In your day to day job as a Software Engineer or Database Administrator, you'll likely have to write long complex queries, often with some subqueries.

These queries over time become less performant, difficult to read and understand, and even more difficult to manage. And no one wants to do the hard job of refactoring them, so they just live on.

Or you have probably had to fetch similar data based on a set of data or parameters. To achieve this, you write many similar, sometimes exactly identical subqueries and bring them together using the UNION keyword.

Well, you can make your life easier and solve these problems efficiently using a Common Table Expression.

A common table expression (CTE) is a named temporary result set that exists within the scope of a single statement and that can be referred to later within that statement, possibly multiple times. – MySQL.com

Using a Common Table Expression, you can write more readable and more performant queries very easily. It's actually easier than it is to write multiple subqueries that could make your queries unreadable and less performant.

You'll primarily use a common table expression for two reasons:

  • To write queries without using subqueries (or using fewer subqueries)
  • To write recursive functions

In this tutorial, I'll show you how to write your own common table expressions.

How to Create a Common Table Expression

You can create a Common Table Expression (CTE) using the WITH keyword. You can specify multiple common table expressions at the same time by comma-separating the queries making up each common table expression.

The general shape of a Common Table Expression is like so:

WITH cte_name AS (query)

-- Multiple CTEs
WITH
    cte_name1 AS (
        -- Query here
    ),
    cte_name2 AS (
        -- Query here
    )
Structure of a basic CTE

The WITH keyword is followed by the CTE name. After the name, you introduce the query to be run in the CTE using the AS keyword. You need to enclose the query must in parentheses. The CTE cannot be followed by a semicolon like other SQL queries. Instead it is followed by another query that uses it.

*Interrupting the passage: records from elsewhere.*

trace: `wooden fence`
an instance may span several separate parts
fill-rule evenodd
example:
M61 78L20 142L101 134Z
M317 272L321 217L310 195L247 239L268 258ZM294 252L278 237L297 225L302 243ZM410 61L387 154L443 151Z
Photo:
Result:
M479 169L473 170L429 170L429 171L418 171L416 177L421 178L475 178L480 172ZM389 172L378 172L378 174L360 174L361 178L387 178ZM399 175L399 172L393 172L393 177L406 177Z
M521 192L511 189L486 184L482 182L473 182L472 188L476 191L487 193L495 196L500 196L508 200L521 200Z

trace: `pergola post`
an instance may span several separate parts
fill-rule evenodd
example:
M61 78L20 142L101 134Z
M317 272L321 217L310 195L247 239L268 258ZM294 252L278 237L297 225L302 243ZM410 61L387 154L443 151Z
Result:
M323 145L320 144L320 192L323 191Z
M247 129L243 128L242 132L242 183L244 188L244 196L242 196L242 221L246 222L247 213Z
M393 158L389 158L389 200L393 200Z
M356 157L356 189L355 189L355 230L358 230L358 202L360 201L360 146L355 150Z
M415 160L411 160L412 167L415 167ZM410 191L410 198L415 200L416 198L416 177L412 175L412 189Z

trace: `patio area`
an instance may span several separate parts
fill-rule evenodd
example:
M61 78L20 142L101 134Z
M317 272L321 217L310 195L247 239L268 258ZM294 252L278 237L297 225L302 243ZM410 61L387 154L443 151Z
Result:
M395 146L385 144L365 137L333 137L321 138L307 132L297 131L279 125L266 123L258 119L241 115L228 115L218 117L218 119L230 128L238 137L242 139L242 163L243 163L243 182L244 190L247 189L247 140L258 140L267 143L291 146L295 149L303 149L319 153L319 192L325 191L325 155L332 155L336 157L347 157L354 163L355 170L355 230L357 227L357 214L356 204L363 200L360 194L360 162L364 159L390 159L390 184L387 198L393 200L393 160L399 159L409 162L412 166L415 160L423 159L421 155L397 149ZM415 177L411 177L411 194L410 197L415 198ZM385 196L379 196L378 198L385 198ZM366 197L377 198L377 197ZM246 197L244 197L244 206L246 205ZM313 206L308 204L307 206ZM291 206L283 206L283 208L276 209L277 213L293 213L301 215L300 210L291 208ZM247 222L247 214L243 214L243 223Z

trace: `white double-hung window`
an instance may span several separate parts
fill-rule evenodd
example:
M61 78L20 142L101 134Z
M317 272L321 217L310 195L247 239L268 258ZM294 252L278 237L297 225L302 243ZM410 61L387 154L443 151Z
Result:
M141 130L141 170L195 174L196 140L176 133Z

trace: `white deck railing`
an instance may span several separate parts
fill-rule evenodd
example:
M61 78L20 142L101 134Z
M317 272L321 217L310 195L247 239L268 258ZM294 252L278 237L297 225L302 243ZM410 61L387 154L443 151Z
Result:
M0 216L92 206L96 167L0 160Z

After creating a CTE, you can easily use the result of the queries run in the CTE by referencing the CTE in other queries, other CTEs, or even in itself.

CTE Example

If you have a table of world_cup players, for example, you can create a CTE like this:

WITH
    barca_players AS (
        SELECT
            id,
            player_name,
            nationality,
            position,
            TIMESTAMPDIFF (YEAR, player_dob, CURRENT_DATE) age
        FROM
            wc_players
        WHERE
            club = 'Barcelona'
    )
SELECT
    *
FROM
    barca_players;

Here, we've created a CTE named barca_players. This CTE will return the name, position, age, and nationality of every Barcelona player that was at the world cup. It contains the subquery:

SELECT
    id,
    player_name,
    nationality,
    position,
    TIMESTAMPDIFF (YEAR, player_dob, CURRENT_DATE) age
FROM
    wc_players
WHERE
    club = 'Barcelona';

This subquery is what produces the CTE result. Next, it is followed by a query that uses this result. You can see the result of selecting every record in the CTE below.

Screenshot-2023-02-17-at-22.59.25

You can also select only specific fields from the CTE, for example:

WITH
    barca_players AS (
        SELECT
            id,
            player_name,
            nationality,
            position,
            TIMESTAMPDIFF (YEAR, player_dob, CURRENT_DATE) age
        FROM
            wc_players
        WHERE
            club = 'Barcelona'
    )
SELECT
    player_name,
    position
FROM
    barca_players;

This query is almost the same as the first one, except that it selects only the player names and positions from the list.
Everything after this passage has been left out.